Last night on Jimmy Fallon, Mark Paul Gosselaar went on the show as his famous alter-ego, Zack Morris from Saved By the Bell. This 10 minute clip is amazing -- Gosselaar never breaks character, has a few "time outs" and even winks and raises his eyebrows at the camera. The show concludes with The Roots playing, "Friends Forever." Stay tuned -- Fallon is trying to get the entire cast together for a "reunion" special.

Thursday, June 4, 2009

Baby Blue Jays in the Backyard

Beginning on May 19th and continuing through June 1, I began to receiving updates from my dad regarding the "Baby Blue jay nest in the backyard."

A mommy Blue Jay made a really beautiful nest in the backyard of my parent's house, in a big strong tree, right near the back porch. She laid four eggs, and three hatched. We named them Huey, Dewey and Lewis.

Apparently Blue Jays are only in the nest for about two weeks before they fly away -- luckily, my dad was able to document their short stay at our home (click on the images to see larger pictures):




As my dad said in his final email update about the birds: "Au revoir, bon chance little Blue Jays!"

Tuesday, June 2, 2009

Summer TV Guide

In case anyone cares, I will be watching the following shows this summer on my brand new 42" LCDHD Sharp Aquos beauty in real time and Apple TV style. I know it looks like a lot, but I'm up for the challenge.


Real/DVR:
Top Chef Masters

True Blood


Mad Men

Fake Time:
Mad Men (Seasons 1&2)

Rescue Me

The Tudors

Monday, June 1, 2009

Where Will Women Go Now?

"The stories are painfully similar: A couple is thrilled to be expecting a baby, only to see a doctor's face turn grim during a routine ultrasound. Something is terribly wrong. And whatever the specific diagnosis is, the prognosis is essentially the same: If your baby lives, it will suffer constantly and die young." -- Salon.com

Read this important article.

"If you've got no arms put your hands in the air."

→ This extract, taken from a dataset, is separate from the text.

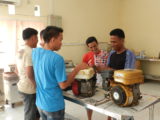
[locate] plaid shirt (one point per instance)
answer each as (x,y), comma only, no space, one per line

I probably haven't watched the MTV Movie Awards since I turned 18, but this year I was enticed by the idea of Andy Samberg being the host. He's hilarious -- and I was hoping for a couple "unreleased" digital shorts to pop up throughout the show.

I have to say - I wasn't disappointed. I was laughing out loud for a good portion of the broadcast -- mostly due to the pretty decent celebrity lineup, Andy's hosting skills and the fact that the show was short and sweet. The speeches were quick (and sometimes funny -- Jim Carry!), there was never a dull moment (the Oscar-type tribute to Ben Stiller) and Twilight totally cleaned up.

The clip above was probably my favorite part of the show -- fast forward to about 2:20 and watch until the end. You'll see Andy Samberg send Fred Armisen to rehab.